Overall, while the campaign on Timor had little strategic value, the Australian commandos had prevented an entire Japanese division from being used in the earlier phases of the New Guinea campaign while at the same time inflicting a disproportionate level of casualties on them. In contrast to those in Java, Ambon or Rabaul, Australian operations in Timor had been far more successful, even if it was also largely a token effort in the face of overwhelming Japanese strength. Likewise, they had proved that in favourable circumstances, unconventional operations could be both versatile and more economic than conventional operations, for which the resources were not available to the Allies at that time. Most civilian deaths were caused by Japanese reprisals against the civilian population. The civilian death toll is estimated at 40,000 to 70,000.

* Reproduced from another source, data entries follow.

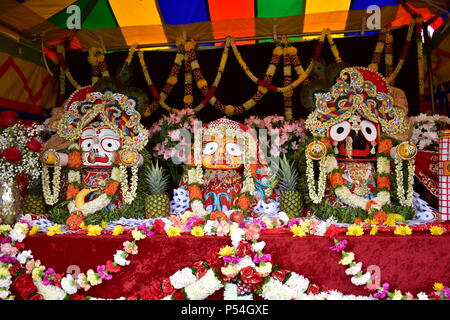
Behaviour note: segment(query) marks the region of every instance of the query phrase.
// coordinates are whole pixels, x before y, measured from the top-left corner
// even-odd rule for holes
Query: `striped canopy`
[[[167,44],[185,35],[195,40],[360,30],[366,9],[381,8],[381,26],[401,26],[411,15],[398,0],[2,0],[0,31],[18,38],[66,42],[71,49],[132,43]],[[405,1],[406,2],[406,1]],[[434,5],[431,5],[430,3]],[[445,0],[408,1],[428,19]],[[67,29],[77,5],[81,29]],[[69,39],[70,41],[67,41]],[[247,42],[248,43],[248,42]]]

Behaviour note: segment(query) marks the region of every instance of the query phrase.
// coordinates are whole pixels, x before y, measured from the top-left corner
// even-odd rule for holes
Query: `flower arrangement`
[[[409,232],[409,231],[408,231]],[[409,233],[410,234],[410,233]],[[344,249],[348,245],[347,240],[334,239],[334,245],[330,250],[341,254],[342,259],[339,261],[340,265],[346,266],[345,273],[351,276],[351,282],[356,286],[364,286],[366,291],[371,292],[371,296],[375,299],[388,300],[414,300],[414,296],[410,292],[402,294],[400,290],[389,291],[389,283],[383,283],[379,287],[372,284],[372,276],[369,271],[364,273],[362,271],[362,262],[355,262],[355,254],[353,252],[346,252]],[[448,300],[450,299],[450,289],[444,287],[442,283],[435,283],[433,286],[434,292],[426,294],[420,292],[417,294],[417,300]]]
[[[441,115],[429,116],[424,113],[410,118],[413,124],[411,141],[420,150],[438,151],[439,131],[450,125],[450,118]]]
[[[163,116],[149,129],[148,148],[155,157],[167,163],[172,179],[176,184],[180,181],[180,173],[176,171],[177,163],[187,163],[190,157],[191,144],[194,142],[194,129],[200,124],[192,109],[183,109],[177,114]]]
[[[259,131],[260,146],[267,146],[267,156],[292,156],[306,135],[303,120],[287,120],[284,116],[251,116],[244,123],[257,133],[267,130],[267,136]],[[275,139],[269,141],[267,137]]]
[[[18,175],[26,173],[31,180],[40,176],[41,151],[38,125],[25,126],[17,121],[17,113],[0,114],[0,182],[12,185]]]

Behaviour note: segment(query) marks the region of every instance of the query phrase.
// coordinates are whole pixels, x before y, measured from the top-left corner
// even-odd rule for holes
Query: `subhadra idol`
[[[379,73],[351,67],[331,92],[316,94],[306,121],[314,136],[306,147],[306,176],[319,216],[352,223],[382,209],[393,213],[392,204],[403,208],[397,213],[411,208],[417,148],[401,141],[409,130],[407,110],[396,105],[391,90]]]
[[[278,208],[276,176],[258,156],[258,143],[247,126],[215,120],[197,130],[193,148],[193,164],[181,181],[193,212],[218,218],[233,209],[259,215],[264,211],[260,207]]]
[[[148,140],[140,120],[136,100],[113,90],[93,92],[88,86],[65,102],[57,133],[72,143],[67,152],[47,150],[43,154],[42,180],[47,204],[55,205],[61,167],[67,167],[64,189],[70,229],[77,229],[87,215],[113,210],[135,199],[138,168],[143,164],[139,151]],[[54,168],[51,180],[50,167]]]

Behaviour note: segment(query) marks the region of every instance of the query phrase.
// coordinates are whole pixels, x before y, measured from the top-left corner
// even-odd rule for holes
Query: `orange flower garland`
[[[228,220],[228,217],[222,211],[213,211],[209,217],[210,220]]]
[[[391,190],[391,180],[387,176],[377,177],[377,189],[381,188]]]
[[[74,186],[73,184],[69,184],[67,186],[66,192],[66,200],[75,199],[76,195],[80,192],[80,189]]]
[[[378,143],[378,153],[389,154],[392,149],[392,140],[383,139]]]
[[[69,159],[67,162],[67,166],[69,168],[81,168],[81,152],[79,151],[73,151],[69,153]]]
[[[197,184],[191,184],[187,189],[189,191],[189,200],[203,199],[202,190]]]
[[[109,196],[113,196],[116,194],[118,189],[119,189],[119,183],[117,181],[111,181],[108,183],[108,185],[106,186],[105,190],[103,190],[103,192]]]
[[[328,180],[330,181],[332,188],[337,188],[345,184],[344,178],[340,172],[332,172],[328,175]]]

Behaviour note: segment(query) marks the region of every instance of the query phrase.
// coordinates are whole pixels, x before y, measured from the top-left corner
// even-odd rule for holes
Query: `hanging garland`
[[[402,53],[400,54],[400,58],[395,69],[393,68],[393,56],[392,56],[393,53],[392,46],[394,39],[391,34],[391,28],[389,26],[383,28],[383,30],[378,35],[375,51],[368,68],[374,71],[378,71],[378,65],[381,61],[381,55],[383,51],[385,51],[385,65],[386,65],[385,77],[390,85],[393,85],[395,79],[398,76],[398,73],[400,72],[405,63],[406,58],[408,57],[412,34],[414,31],[414,27],[416,26],[416,23],[417,23],[416,20],[413,20],[408,25],[408,33],[406,35],[405,42],[403,43]]]
[[[288,52],[292,49],[289,43],[289,38],[283,36],[283,85],[286,87],[292,82],[292,65],[291,65],[291,56]],[[286,120],[292,120],[292,95],[293,91],[287,91],[283,93],[283,102],[284,102],[284,117]]]
[[[270,83],[272,82],[273,75],[275,74],[275,70],[278,65],[278,62],[280,61],[280,56],[282,53],[283,53],[283,50],[281,48],[281,44],[277,44],[272,52],[272,57],[270,59],[269,65],[267,67],[263,82],[259,83],[256,93],[254,93],[253,96],[250,99],[248,99],[246,102],[244,102],[243,104],[241,104],[239,106],[224,105],[222,102],[220,102],[216,98],[215,95],[212,95],[211,98],[209,99],[209,103],[216,110],[225,113],[227,116],[242,114],[245,111],[248,111],[251,108],[253,108],[262,99],[262,97],[268,92],[267,86],[270,86]],[[194,65],[193,65],[192,69],[194,69]],[[200,67],[197,70],[198,70],[197,72],[194,72],[194,76],[196,78],[197,83],[199,83],[199,82],[207,83],[206,79],[203,76],[203,73],[201,72]],[[205,98],[206,97],[207,96],[205,96]]]

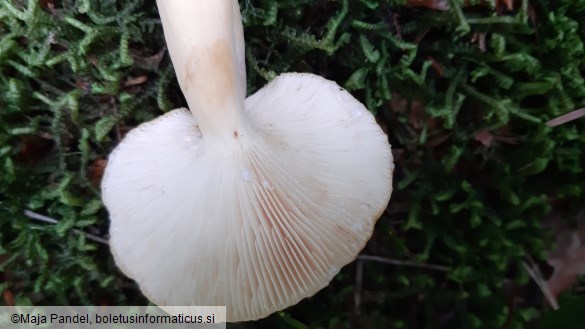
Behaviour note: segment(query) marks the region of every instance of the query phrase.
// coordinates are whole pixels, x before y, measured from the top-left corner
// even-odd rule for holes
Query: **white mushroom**
[[[102,183],[116,264],[154,303],[265,317],[325,287],[392,191],[374,117],[312,74],[245,99],[236,0],[157,1],[187,109],[132,130]]]

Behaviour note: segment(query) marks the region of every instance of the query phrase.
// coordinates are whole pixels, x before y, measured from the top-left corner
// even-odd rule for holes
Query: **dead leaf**
[[[147,75],[140,75],[137,77],[129,77],[124,81],[124,87],[136,86],[145,83],[148,81]]]
[[[423,129],[426,129],[427,135],[432,136],[437,129],[442,127],[442,121],[431,117],[425,109],[425,104],[421,101],[409,100],[398,93],[392,93],[390,108],[396,113],[407,113],[408,125],[403,127],[412,136],[418,136]]]
[[[24,136],[20,141],[16,158],[28,165],[34,165],[49,155],[55,142],[40,135]]]
[[[45,11],[55,14],[56,0],[39,0],[39,4]]]
[[[2,297],[4,297],[4,303],[6,304],[6,306],[14,306],[14,295],[12,294],[12,292],[8,289],[4,290],[4,292],[2,293]]]
[[[547,286],[555,298],[575,284],[577,275],[585,274],[585,209],[577,215],[577,225],[576,231],[557,236],[557,248],[547,257],[554,268]]]
[[[489,148],[494,142],[494,135],[487,130],[480,130],[475,133],[474,139]]]
[[[410,126],[415,130],[420,131],[426,120],[427,115],[425,113],[424,105],[419,101],[412,101],[410,105],[410,113],[408,114],[408,123],[410,123]]]
[[[81,89],[84,94],[89,94],[89,92],[91,91],[91,82],[81,77],[77,77],[75,81],[75,87],[77,87],[77,89]]]
[[[501,12],[501,9],[508,11],[514,10],[514,0],[498,0],[496,1],[496,10]]]
[[[424,7],[434,10],[449,10],[447,0],[409,0],[407,7]]]
[[[485,52],[486,48],[485,48],[485,33],[480,33],[480,32],[475,32],[472,36],[471,36],[471,42],[477,42],[477,46],[479,47],[479,50],[481,50],[481,52]]]
[[[144,56],[141,52],[136,49],[130,50],[130,54],[134,59],[134,64],[142,69],[146,70],[157,70],[160,62],[162,61],[166,48],[162,48],[158,53],[150,56]]]
[[[441,66],[441,64],[439,64],[439,62],[437,62],[432,56],[427,56],[427,59],[431,61],[431,66],[433,67],[433,69],[435,69],[435,71],[437,71],[437,73],[439,74],[439,77],[444,77],[445,76],[445,71],[443,70],[443,67]]]
[[[88,178],[93,186],[98,187],[100,185],[107,163],[108,160],[104,158],[97,158],[91,165],[88,172]]]
[[[392,111],[396,113],[404,113],[406,112],[406,107],[408,106],[408,100],[402,95],[397,93],[392,93],[392,99],[390,100],[390,108]]]

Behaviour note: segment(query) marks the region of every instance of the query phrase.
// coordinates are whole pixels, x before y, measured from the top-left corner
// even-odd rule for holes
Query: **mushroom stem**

Japanese troops released Portuguese POWs in the aftermath of the conquest, in respect to Portugal's neutral status during the war, as the Japanese had done in Macau, another Portuguese colony, albeit under strict supervision.

Ultimately, Japanese forces remained in control of Timor until their surrender in September 1945, following the atomic bombings of Hiroshima and Nagasaki and the Soviet invasion of Manchuria. On 5 September 1945, the Japanese commanding officer met Portuguese Governor Manuel Ferreira de Carvalho, effectively returning power to him and placing the Japanese forces under Portuguese authority. On 11 September, the Australian Timor Force arrived in Kupang harbour and accepted the surrender of all Japanese forces on Timor from the senior Japanese officer on Timor, Colonel Kaida Tatsuichi of the 4th Tank Regiment. The commander of the Timor force, Brigadier Lewis Dyke, a senior diplomat, W. D. Forsyth, and "as many ships as possible" were dispatched to Dili, arriving on 23 September. Ceremonies were then held with Australians, Portuguese and other local residents. Australian troops then supervised the disposal of arms by Japanese work parties before returning to West Timor for the surrender of the commander of the 48th Division, Lieutenant General Yamada Kunitaro. On 27 September, a Portuguese naval and military force of more than 2,000 troops arrived to an impressive ceremony of welcome by the Timorese people. These troops included three engineering companies along with substantial supplies of food and construction materials for the reconstruction of Timor.